Der Senat kann offen lassen, ob der Kläger, der nach dem Austritt des Vereinigten Königreichs aus der EU nicht mehr Unionsbürger ist, nach Maßgabe des § 16 FreizügigG/EU i.V. mit den Bestimmungen des Austrittsabkommens noch ein fortwirkendes Freizügigkeitsrecht oder nach den allgemeinen Bestimmungen des Ausländerrechts ein Aufenthaltsrecht hat [...]. Er ist jedenfalls nach § 7 Abs. 1 Satz 4 erster Teilsatz SGB II leistungsberechtigt. Danach erhalten abweichend von § 7 Abs. 1 Satz 2 Nr. 2 SGB II Ausländerinnen und Ausländer und ihre Familienangehörigen Leistungen nach dem SGB II, wenn sie seit mindestens fünf Jahren ihren gewöhnlichen Aufenthalt im Bundesgebiet haben. Die Frist beginnt mit der Anmeldung bei der zuständigen Meldebehörde (Satz 5). Zeiten des nicht rechtmäßigen Aufenthalts, in denen eine Ausreisepflicht besteht, werden auf Zeiten des gewöhnlichen Aufenthalts nicht angerechnet (Satz 6). Aufenthaltsrechtliche Bestimmungen bleiben unberührt (Satz 7).
Der Kläger hatte die Fünfjahresfrist mit Ablauf des 31. August 2019 und damit noch vor Wirksamwerden des "Brexit" erfüllt, was auch vom Beklagten nicht in Frage gestellt und von ihm jedenfalls den Leistungsbewilligungen ab 1. Juni 2021 ausdrücklich zugrunde gelegt wurde. Er war seit dem 1. September 2014 durchgehend mit einem Wohnsitz in Berlin melderechtlich erfasst und hielt sich seither auch ohne erkennbare nennenswerte Unterbrechungen in der Bundesrepublik Deutschland auf [...].
Die Rückausnahme nach § 7 Abs. 1 Satz 4 letzter Teilsatz SGB II ist nicht eingetreten. Danach gilt die leistungsrechtliche Privilegierung infolge verfestigten Aufenthalts nicht, wenn der Verlust des Rechts nach § 2 Abs. 1 Freizügigkeitsgesetz/EU festgestellt wurde.
Allein dass eine solche Verlustfeststellung, die aufgrund des gemäß § 16 Abs. 4 FreizügigG/EU entsprechend anwendbaren § 5 Abs. 4 FreizügG/EU auch gegenüber den vom Austrittsabkommen betroffenen Staatsangehörigen des Vereinigten Königreichs ausgesprochen werden kann, gegenüber dem Kläger verfügt wurde, reicht jedoch nicht aus, um die Wirkung der leistungsrechtlichen Privilegierung nach § 7 Abs. 1 Satz 4 Erster Teilsatz SGB II zu beseitigen. [...]

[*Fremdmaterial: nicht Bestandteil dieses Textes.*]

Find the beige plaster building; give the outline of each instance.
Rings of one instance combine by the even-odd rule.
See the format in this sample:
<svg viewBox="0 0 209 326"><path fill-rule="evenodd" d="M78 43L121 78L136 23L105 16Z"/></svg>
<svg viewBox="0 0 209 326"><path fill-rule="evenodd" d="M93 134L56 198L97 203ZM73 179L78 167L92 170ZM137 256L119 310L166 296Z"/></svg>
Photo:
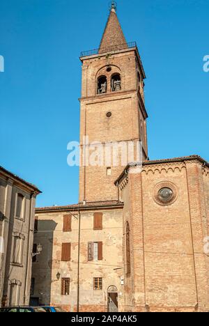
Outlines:
<svg viewBox="0 0 209 326"><path fill-rule="evenodd" d="M0 306L29 304L36 187L0 167Z"/></svg>
<svg viewBox="0 0 209 326"><path fill-rule="evenodd" d="M146 75L114 4L100 49L80 59L81 161L88 137L100 146L141 141L143 164L83 164L79 204L36 209L35 244L44 248L33 266L33 302L209 311L208 163L196 155L148 160Z"/></svg>

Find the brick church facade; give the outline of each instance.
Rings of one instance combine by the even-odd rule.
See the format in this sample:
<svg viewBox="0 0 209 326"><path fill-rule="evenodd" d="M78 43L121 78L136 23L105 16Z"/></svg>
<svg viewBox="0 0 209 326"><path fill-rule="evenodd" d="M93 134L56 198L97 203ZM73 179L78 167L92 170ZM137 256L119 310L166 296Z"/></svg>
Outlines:
<svg viewBox="0 0 209 326"><path fill-rule="evenodd" d="M141 143L139 162L81 166L79 203L36 209L31 302L70 311L209 311L209 164L149 160L146 78L114 6L98 51L84 52L81 161L89 143Z"/></svg>

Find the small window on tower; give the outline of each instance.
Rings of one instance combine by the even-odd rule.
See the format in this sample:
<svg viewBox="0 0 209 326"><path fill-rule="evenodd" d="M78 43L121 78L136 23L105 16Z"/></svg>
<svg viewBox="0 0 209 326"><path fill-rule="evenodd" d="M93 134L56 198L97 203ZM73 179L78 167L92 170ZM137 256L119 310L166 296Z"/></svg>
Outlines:
<svg viewBox="0 0 209 326"><path fill-rule="evenodd" d="M138 84L138 88L139 88L139 91L141 90L141 77L139 72L137 73L137 84Z"/></svg>
<svg viewBox="0 0 209 326"><path fill-rule="evenodd" d="M112 76L111 87L113 92L121 91L121 78L119 74L115 74Z"/></svg>
<svg viewBox="0 0 209 326"><path fill-rule="evenodd" d="M106 76L101 76L98 80L98 94L107 93L107 82Z"/></svg>
<svg viewBox="0 0 209 326"><path fill-rule="evenodd" d="M107 168L107 176L111 176L111 168Z"/></svg>

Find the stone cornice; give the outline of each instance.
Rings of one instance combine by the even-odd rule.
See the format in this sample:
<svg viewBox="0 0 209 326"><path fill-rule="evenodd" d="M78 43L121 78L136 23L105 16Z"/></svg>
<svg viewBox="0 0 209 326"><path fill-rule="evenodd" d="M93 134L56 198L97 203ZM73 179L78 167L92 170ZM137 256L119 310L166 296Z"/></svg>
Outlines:
<svg viewBox="0 0 209 326"><path fill-rule="evenodd" d="M203 160L202 157L198 155L185 156L183 157L174 157L173 159L160 160L156 161L145 161L142 163L142 172L148 173L151 171L155 173L156 171L159 171L160 173L162 170L165 170L167 172L169 169L171 169L173 172L176 169L181 169L183 167L186 167L187 164L197 164L201 165L204 171L206 169L208 169L209 163ZM136 164L136 165L137 165ZM128 164L124 169L123 173L119 176L118 179L115 181L115 185L121 185L124 178L127 177L129 169L133 166L133 164Z"/></svg>

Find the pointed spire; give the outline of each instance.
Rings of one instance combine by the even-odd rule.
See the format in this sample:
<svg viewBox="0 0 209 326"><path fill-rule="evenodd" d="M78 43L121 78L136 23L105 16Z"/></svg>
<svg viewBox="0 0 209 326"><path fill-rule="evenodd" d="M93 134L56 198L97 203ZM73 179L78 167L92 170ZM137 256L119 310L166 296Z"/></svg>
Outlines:
<svg viewBox="0 0 209 326"><path fill-rule="evenodd" d="M100 42L99 53L126 47L126 40L116 15L116 5L112 1L109 16ZM114 50L114 49L113 49Z"/></svg>

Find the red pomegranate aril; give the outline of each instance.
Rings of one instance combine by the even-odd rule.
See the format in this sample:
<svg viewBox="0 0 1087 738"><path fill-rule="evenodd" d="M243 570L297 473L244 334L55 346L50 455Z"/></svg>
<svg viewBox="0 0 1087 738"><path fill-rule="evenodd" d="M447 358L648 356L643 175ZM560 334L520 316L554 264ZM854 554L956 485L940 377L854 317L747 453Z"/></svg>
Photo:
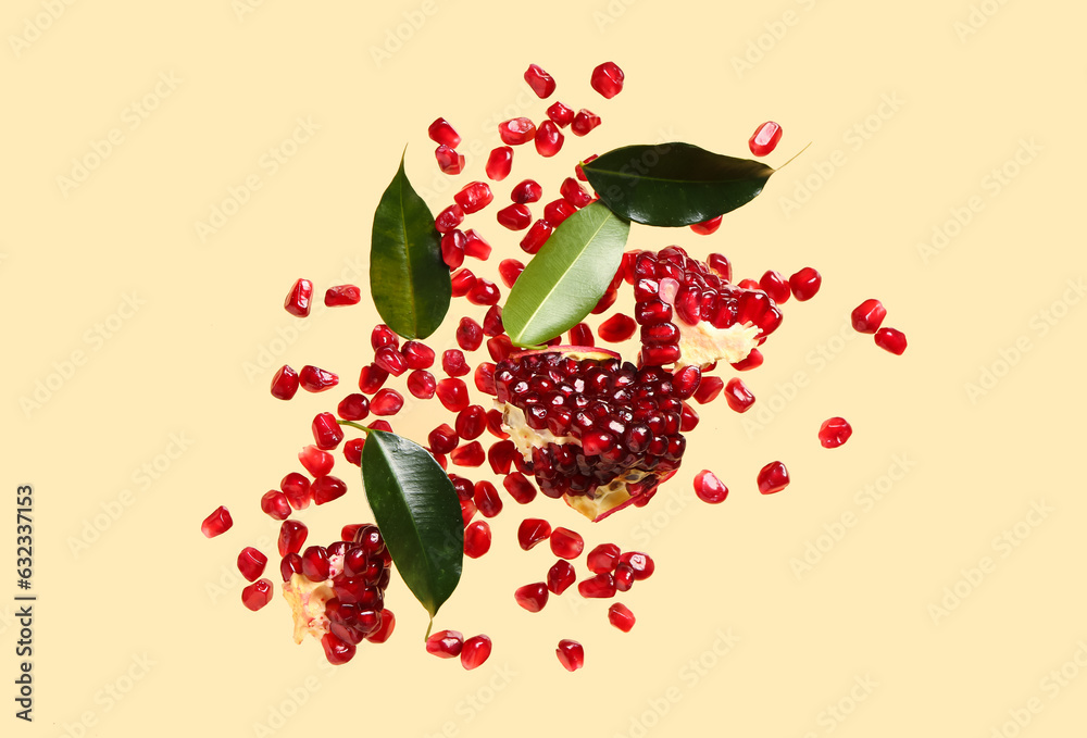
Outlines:
<svg viewBox="0 0 1087 738"><path fill-rule="evenodd" d="M279 526L279 555L298 553L302 549L302 543L305 542L307 535L309 535L309 530L304 524L298 521L284 521L283 525Z"/></svg>
<svg viewBox="0 0 1087 738"><path fill-rule="evenodd" d="M461 666L468 671L483 666L490 658L490 638L484 635L472 636L461 648Z"/></svg>
<svg viewBox="0 0 1087 738"><path fill-rule="evenodd" d="M526 517L517 527L517 542L525 551L530 551L550 537L551 524L538 517Z"/></svg>
<svg viewBox="0 0 1087 738"><path fill-rule="evenodd" d="M354 285L337 285L325 290L325 307L339 308L362 302L362 290Z"/></svg>
<svg viewBox="0 0 1087 738"><path fill-rule="evenodd" d="M508 146L500 146L491 149L487 157L487 176L495 182L501 182L510 176L513 167L513 149Z"/></svg>
<svg viewBox="0 0 1087 738"><path fill-rule="evenodd" d="M455 149L445 143L441 143L434 150L434 158L437 160L438 168L441 170L442 174L460 174L464 168L464 154L457 153Z"/></svg>
<svg viewBox="0 0 1087 738"><path fill-rule="evenodd" d="M443 117L432 123L427 127L426 134L435 143L445 143L450 149L455 149L461 145L461 137L453 130L453 126L449 125L449 121Z"/></svg>
<svg viewBox="0 0 1087 738"><path fill-rule="evenodd" d="M532 230L529 229L528 233L532 233ZM516 259L503 259L498 264L498 274L502 277L502 284L508 288L513 287L513 283L517 280L517 277L520 277L521 273L524 271L525 265Z"/></svg>
<svg viewBox="0 0 1087 738"><path fill-rule="evenodd" d="M782 126L773 121L766 121L751 134L748 148L755 157L765 157L777 148L779 140L782 140Z"/></svg>
<svg viewBox="0 0 1087 738"><path fill-rule="evenodd" d="M561 102L553 102L547 109L547 116L554 121L555 125L560 128L565 128L574 121L574 109Z"/></svg>
<svg viewBox="0 0 1087 738"><path fill-rule="evenodd" d="M275 587L273 586L272 580L261 579L260 581L254 581L241 590L241 604L246 605L253 612L257 612L272 601L272 596L274 593Z"/></svg>
<svg viewBox="0 0 1087 738"><path fill-rule="evenodd" d="M570 124L570 129L575 136L585 136L590 130L600 125L600 116L592 111L582 109L574 116L574 122ZM588 160L585 160L588 163Z"/></svg>
<svg viewBox="0 0 1087 738"><path fill-rule="evenodd" d="M739 377L733 377L725 385L725 402L738 413L747 412L754 404L754 395Z"/></svg>
<svg viewBox="0 0 1087 738"><path fill-rule="evenodd" d="M545 100L554 92L554 77L545 72L538 64L529 64L525 70L525 82L536 92L536 97Z"/></svg>
<svg viewBox="0 0 1087 738"><path fill-rule="evenodd" d="M278 400L289 400L298 391L298 374L284 364L272 377L272 397Z"/></svg>
<svg viewBox="0 0 1087 738"><path fill-rule="evenodd" d="M789 486L789 471L779 461L772 461L759 470L759 491L763 495L779 492Z"/></svg>
<svg viewBox="0 0 1087 738"><path fill-rule="evenodd" d="M585 563L594 574L607 574L615 571L620 553L620 548L615 543L601 543L589 551Z"/></svg>
<svg viewBox="0 0 1087 738"><path fill-rule="evenodd" d="M536 132L536 153L546 159L555 155L562 150L564 138L553 121L544 121Z"/></svg>
<svg viewBox="0 0 1087 738"><path fill-rule="evenodd" d="M310 314L310 307L313 302L313 283L309 279L298 279L287 292L287 299L283 307L291 315L305 317Z"/></svg>
<svg viewBox="0 0 1087 738"><path fill-rule="evenodd" d="M592 70L589 84L592 85L592 89L610 100L623 91L623 70L619 68L615 62L604 62Z"/></svg>
<svg viewBox="0 0 1087 738"><path fill-rule="evenodd" d="M905 352L905 334L895 328L879 328L875 335L876 346L884 351L890 351L896 357Z"/></svg>
<svg viewBox="0 0 1087 738"><path fill-rule="evenodd" d="M528 612L539 612L547 604L548 588L542 581L517 587L513 592L513 599Z"/></svg>
<svg viewBox="0 0 1087 738"><path fill-rule="evenodd" d="M536 137L536 124L527 117L510 118L498 124L498 136L507 146L521 146Z"/></svg>
<svg viewBox="0 0 1087 738"><path fill-rule="evenodd" d="M585 665L585 649L576 640L563 638L554 650L559 663L567 672L576 672Z"/></svg>
<svg viewBox="0 0 1087 738"><path fill-rule="evenodd" d="M585 550L585 539L570 528L551 531L551 553L560 559L576 559Z"/></svg>
<svg viewBox="0 0 1087 738"><path fill-rule="evenodd" d="M695 475L695 495L702 502L717 504L728 497L728 488L709 470L702 470Z"/></svg>
<svg viewBox="0 0 1087 738"><path fill-rule="evenodd" d="M490 550L490 526L487 521L468 523L464 528L464 555L478 559Z"/></svg>
<svg viewBox="0 0 1087 738"><path fill-rule="evenodd" d="M322 451L332 451L343 440L343 430L332 413L318 413L311 424L313 440Z"/></svg>
<svg viewBox="0 0 1087 738"><path fill-rule="evenodd" d="M597 328L597 335L600 336L601 340L610 343L619 343L630 338L637 327L638 324L629 315L615 313L600 324Z"/></svg>
<svg viewBox="0 0 1087 738"><path fill-rule="evenodd" d="M810 266L803 267L789 277L789 287L792 289L792 296L800 302L811 300L815 297L822 284L822 275Z"/></svg>
<svg viewBox="0 0 1087 738"><path fill-rule="evenodd" d="M721 222L724 220L724 215L717 215L716 217L711 217L709 221L702 221L701 223L691 223L690 229L697 233L699 236L709 236L717 232L721 227Z"/></svg>

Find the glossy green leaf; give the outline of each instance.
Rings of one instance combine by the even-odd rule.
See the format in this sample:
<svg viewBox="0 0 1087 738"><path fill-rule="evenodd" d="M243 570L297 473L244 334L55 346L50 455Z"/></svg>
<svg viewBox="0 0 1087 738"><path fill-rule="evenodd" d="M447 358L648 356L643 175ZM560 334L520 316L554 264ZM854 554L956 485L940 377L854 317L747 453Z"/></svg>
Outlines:
<svg viewBox="0 0 1087 738"><path fill-rule="evenodd" d="M434 215L400 170L374 214L370 291L385 323L404 338L426 338L449 310L452 285Z"/></svg>
<svg viewBox="0 0 1087 738"><path fill-rule="evenodd" d="M690 143L625 146L582 170L600 201L635 223L684 226L736 210L762 191L774 170Z"/></svg>
<svg viewBox="0 0 1087 738"><path fill-rule="evenodd" d="M430 614L461 578L464 522L453 484L426 449L368 430L362 480L397 571Z"/></svg>
<svg viewBox="0 0 1087 738"><path fill-rule="evenodd" d="M615 276L629 233L630 223L599 202L563 221L513 283L502 308L513 343L542 343L588 315Z"/></svg>

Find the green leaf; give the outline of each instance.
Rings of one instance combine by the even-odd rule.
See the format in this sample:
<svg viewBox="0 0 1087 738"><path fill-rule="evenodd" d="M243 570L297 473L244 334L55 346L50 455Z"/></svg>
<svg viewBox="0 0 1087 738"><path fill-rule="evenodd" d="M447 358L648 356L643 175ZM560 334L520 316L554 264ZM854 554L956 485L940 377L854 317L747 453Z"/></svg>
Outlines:
<svg viewBox="0 0 1087 738"><path fill-rule="evenodd" d="M615 276L629 233L630 223L599 202L563 221L513 283L502 308L513 343L542 343L588 315Z"/></svg>
<svg viewBox="0 0 1087 738"><path fill-rule="evenodd" d="M441 325L453 288L434 215L404 174L404 160L374 214L370 291L385 323L404 338Z"/></svg>
<svg viewBox="0 0 1087 738"><path fill-rule="evenodd" d="M736 210L762 191L774 170L690 143L625 146L582 170L600 201L635 223L684 226Z"/></svg>
<svg viewBox="0 0 1087 738"><path fill-rule="evenodd" d="M464 521L457 491L426 449L367 430L362 481L404 584L434 620L461 578Z"/></svg>

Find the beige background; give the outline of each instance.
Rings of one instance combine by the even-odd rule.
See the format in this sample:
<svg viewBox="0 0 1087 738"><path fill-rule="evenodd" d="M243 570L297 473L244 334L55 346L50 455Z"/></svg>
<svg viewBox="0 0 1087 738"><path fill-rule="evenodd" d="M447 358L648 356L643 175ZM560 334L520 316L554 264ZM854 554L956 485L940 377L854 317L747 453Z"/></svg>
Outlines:
<svg viewBox="0 0 1087 738"><path fill-rule="evenodd" d="M1069 285L1087 271L1087 11L480 5L4 3L4 735L1082 735L1087 309ZM588 86L605 60L627 74L611 101ZM466 562L437 621L489 634L486 666L426 654L424 613L393 585L396 636L333 670L316 643L290 641L278 599L240 606L234 558L273 548L257 501L330 402L273 401L271 370L316 364L350 387L375 313L328 311L299 332L282 300L299 276L365 285L373 208L405 143L430 207L449 202L432 120L464 135L461 183L479 176L472 151L496 145L498 121L539 120L547 103L521 80L532 62L604 125L551 162L518 152L507 184L535 175L553 197L576 158L632 142L744 155L773 118L785 138L772 165L812 145L761 198L712 237L637 227L632 245L721 250L740 276L810 264L824 287L786 305L766 365L746 377L751 417L700 409L653 504L590 526L507 498L492 553ZM316 130L284 147L300 120ZM108 155L73 171L96 146ZM279 147L292 155L272 172L262 158ZM247 179L260 189L201 239L197 223ZM520 254L492 212L476 224ZM902 358L841 338L867 297L909 336ZM441 412L409 410L397 427L416 437ZM855 435L825 451L815 431L835 414ZM773 459L794 484L762 497L754 475ZM703 467L732 489L720 506L692 495ZM33 726L12 714L13 497L26 483ZM305 511L314 540L366 516L352 490ZM208 541L199 523L221 503L235 528ZM539 615L513 604L550 565L513 542L527 512L655 558L657 576L622 598L630 634L570 595ZM563 637L586 646L579 673L555 662Z"/></svg>

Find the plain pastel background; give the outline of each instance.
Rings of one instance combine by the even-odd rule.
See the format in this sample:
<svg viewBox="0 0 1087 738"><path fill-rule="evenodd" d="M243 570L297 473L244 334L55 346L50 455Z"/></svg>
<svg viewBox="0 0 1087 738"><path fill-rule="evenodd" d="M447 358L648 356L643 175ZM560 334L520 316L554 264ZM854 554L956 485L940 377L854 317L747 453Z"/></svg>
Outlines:
<svg viewBox="0 0 1087 738"><path fill-rule="evenodd" d="M997 0L5 2L0 730L1082 735L1085 21L1074 3ZM627 75L613 100L588 85L608 60ZM785 305L765 366L745 376L748 415L699 408L683 470L649 506L590 525L507 498L492 552L466 562L436 623L489 634L484 667L426 654L423 610L395 584L393 638L329 668L315 642L291 642L278 597L240 606L234 560L274 547L257 501L335 402L275 401L271 372L315 364L350 388L376 313L318 310L299 329L284 295L299 276L365 285L373 209L404 145L437 212L482 175L497 122L544 115L521 78L534 62L603 125L567 135L555 160L518 150L498 200L523 176L550 199L578 158L627 143L746 155L772 118L785 137L771 165L811 147L760 198L712 237L636 227L632 246L722 251L738 276L813 265L823 289ZM426 138L439 115L468 157L451 180ZM292 135L303 142L284 145ZM247 183L260 188L237 195ZM201 238L232 197L245 201ZM492 213L474 225L520 255ZM903 357L846 327L869 297L908 335ZM422 438L442 413L416 403L397 428ZM839 414L855 434L826 451L816 429ZM775 459L792 485L760 496ZM694 497L700 468L726 502ZM366 517L354 478L301 515L313 540ZM27 483L33 725L12 701ZM235 527L205 540L221 503ZM621 598L630 634L573 592L516 608L513 589L551 561L514 543L528 513L655 558ZM576 674L553 655L565 637L587 650Z"/></svg>

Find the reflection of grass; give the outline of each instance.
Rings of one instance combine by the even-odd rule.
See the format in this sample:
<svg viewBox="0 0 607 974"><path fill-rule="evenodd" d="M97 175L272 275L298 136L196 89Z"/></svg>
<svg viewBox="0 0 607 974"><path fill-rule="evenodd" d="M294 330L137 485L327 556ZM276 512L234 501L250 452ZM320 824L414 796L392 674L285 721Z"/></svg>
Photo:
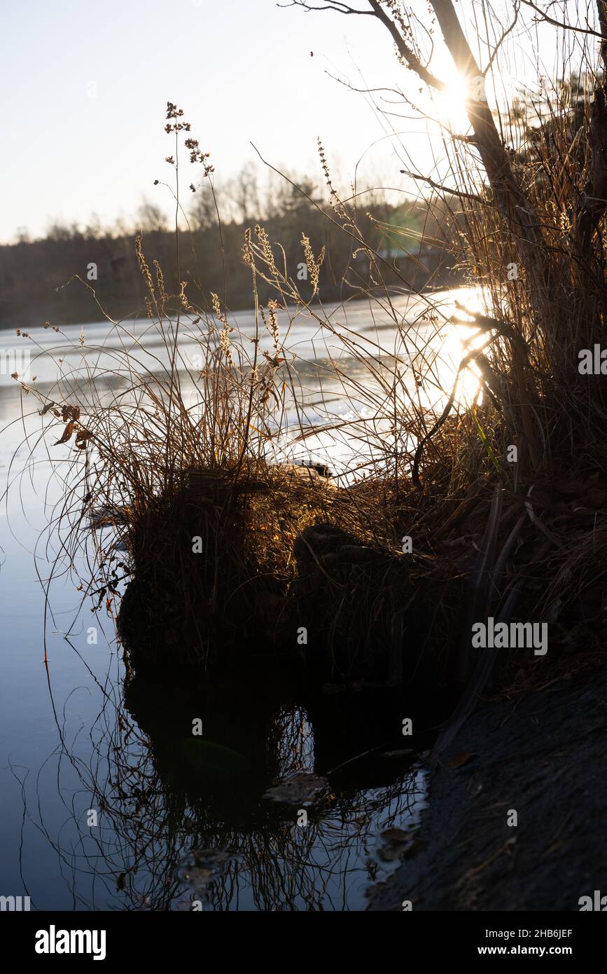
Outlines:
<svg viewBox="0 0 607 974"><path fill-rule="evenodd" d="M159 731L157 730L156 734ZM174 733L172 724L166 733ZM235 787L221 776L198 779L181 764L181 774L167 773L157 761L160 737L148 738L122 703L108 697L95 728L89 766L65 743L65 769L58 784L75 771L89 808L99 811L89 829L74 808L67 835L58 842L47 832L75 897L89 908L167 910L202 898L205 909L254 907L258 910L346 909L360 903L359 885L374 873L375 833L414 816L418 788L412 773L367 792L331 794L309 811L309 824L298 827L296 809L260 802L266 774L251 788ZM268 725L265 762L284 774L313 767L313 730L304 710L278 707ZM180 765L178 754L174 764ZM69 775L68 775L69 777ZM67 778L66 778L67 785ZM40 801L41 816L44 799ZM44 819L41 826L45 831ZM65 827L64 827L65 828ZM74 839L72 830L77 830ZM215 850L196 864L193 850ZM229 853L220 862L221 853ZM184 881L188 863L198 882ZM209 868L210 867L210 868ZM200 884L205 870L209 875ZM182 879L179 879L179 877ZM93 902L86 889L94 877ZM354 897L352 901L351 897Z"/></svg>

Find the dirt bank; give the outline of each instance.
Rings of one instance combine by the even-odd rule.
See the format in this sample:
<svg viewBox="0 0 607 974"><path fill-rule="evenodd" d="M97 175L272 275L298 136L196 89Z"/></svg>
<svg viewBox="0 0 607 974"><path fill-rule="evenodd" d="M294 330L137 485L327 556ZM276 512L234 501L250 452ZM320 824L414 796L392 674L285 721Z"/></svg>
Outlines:
<svg viewBox="0 0 607 974"><path fill-rule="evenodd" d="M432 773L421 844L370 909L578 911L607 894L606 749L604 660L479 706Z"/></svg>

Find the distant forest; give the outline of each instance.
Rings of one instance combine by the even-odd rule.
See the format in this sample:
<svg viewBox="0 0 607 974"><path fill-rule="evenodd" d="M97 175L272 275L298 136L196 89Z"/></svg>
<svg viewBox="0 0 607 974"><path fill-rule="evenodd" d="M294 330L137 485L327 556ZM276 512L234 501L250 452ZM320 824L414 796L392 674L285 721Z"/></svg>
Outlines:
<svg viewBox="0 0 607 974"><path fill-rule="evenodd" d="M340 229L339 214L326 203L326 190L319 191L305 178L276 180L268 186L269 191L262 193L257 169L247 166L215 193L205 182L185 201L189 208L183 204L190 229L184 214L179 220L179 276L194 305L208 308L209 295L215 292L232 311L251 307L251 276L241 261L241 247L245 228L256 223L266 228L272 244L283 247L293 278L304 259L303 233L314 253L325 247L320 275L324 301L356 296L370 282L374 286L369 259L355 252L355 242ZM346 206L353 208L352 203ZM437 286L457 282L453 254L460 228L446 204L435 198L396 206L380 191L373 191L358 197L355 208L365 242L400 272L383 265L384 283L403 287L405 281L420 288L430 281ZM87 227L54 222L43 239L30 240L21 231L17 243L0 245L0 326L98 320L102 316L90 290L77 280L66 286L74 275L94 289L112 318L145 314L134 245L138 233L148 263L159 261L167 290L177 294L174 226L148 201L128 225L124 220L110 228L94 219ZM305 295L305 282L298 283ZM269 289L264 281L258 286L260 299L266 301Z"/></svg>

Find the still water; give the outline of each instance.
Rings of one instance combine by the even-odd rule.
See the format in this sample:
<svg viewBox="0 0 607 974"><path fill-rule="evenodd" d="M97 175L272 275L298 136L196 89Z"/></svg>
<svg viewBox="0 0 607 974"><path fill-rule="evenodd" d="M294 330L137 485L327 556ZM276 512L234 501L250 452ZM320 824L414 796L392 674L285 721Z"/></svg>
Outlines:
<svg viewBox="0 0 607 974"><path fill-rule="evenodd" d="M442 297L447 314L454 295ZM424 311L406 297L396 306L411 322ZM327 312L370 355L379 338L402 353L389 316L363 303ZM252 334L252 317L235 317ZM28 368L45 393L57 381L57 356L63 375L82 374L83 363L99 374L133 339L142 364L150 356L161 364L148 326L128 322L119 335L105 322L64 326L61 335L32 327L36 347L14 332L0 336L0 894L28 895L35 910L191 910L193 901L204 911L363 910L370 885L394 867L398 830L423 809L423 768L403 753L411 702L331 688L310 694L250 674L234 674L230 686L126 685L113 618L83 601L82 566L62 550L56 519L68 448L41 436L38 403L10 372ZM337 343L320 348L312 319L292 328L306 423L322 424L328 402L347 419L351 403L338 384L323 383L323 363L339 356L347 375L360 365ZM461 355L452 326L440 341L435 408ZM18 357L25 349L29 362ZM184 358L195 352L185 336ZM184 393L194 395L185 375ZM351 461L348 449L347 433L339 450L323 434L305 444L337 473ZM304 455L301 446L291 453ZM193 716L203 729L194 746ZM298 807L263 798L301 771L328 781L307 824L298 824Z"/></svg>

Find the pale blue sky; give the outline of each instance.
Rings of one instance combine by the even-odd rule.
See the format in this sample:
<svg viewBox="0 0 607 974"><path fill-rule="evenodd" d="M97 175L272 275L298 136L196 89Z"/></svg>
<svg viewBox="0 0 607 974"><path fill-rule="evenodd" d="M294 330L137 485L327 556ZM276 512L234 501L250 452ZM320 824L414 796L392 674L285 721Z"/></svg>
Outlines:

Nach dem sich aus den Gesetzesmaterialien ergebenden Sinn und Zweck des Gesetzes muss die Verlustfeststellung mindestens vollziehbar sein, was hier an der aufschiebenden Wirkung des § 80 VwGO scheitert. [...]
Schließlich heißt es: "Sollte die Ausländerbehörde allerdings feststellen, dass ein Freizügigkeitsrecht nach § 2 Absatz 1 FreizügG/EU nicht (mehr) besteht, ist der Aufenthalt nicht mehr verfestigt. Die Personen sind nach § 7 Absatz 1 Satz 1 FreizügG/EU zur Ausreise verpflichtet."
Wenn sich aber die Gegenausnahme des § 7 Abs. 1 Satz 4 letzter Teilsatz SGB II dadurch begründet, dass die betroffenen Personen zur Ausreise verpflichtet sind, dann trifft diese Begründung jedenfalls so lange nicht zu, wie die Ausreisepflicht gerade nicht durchsetzbar ist, weil sie im Klageweg angegriffen wird, und die Ausländerbehörde selbst keinen Anlass sieht, die sofortige Vollziehung anzuordnen. [...]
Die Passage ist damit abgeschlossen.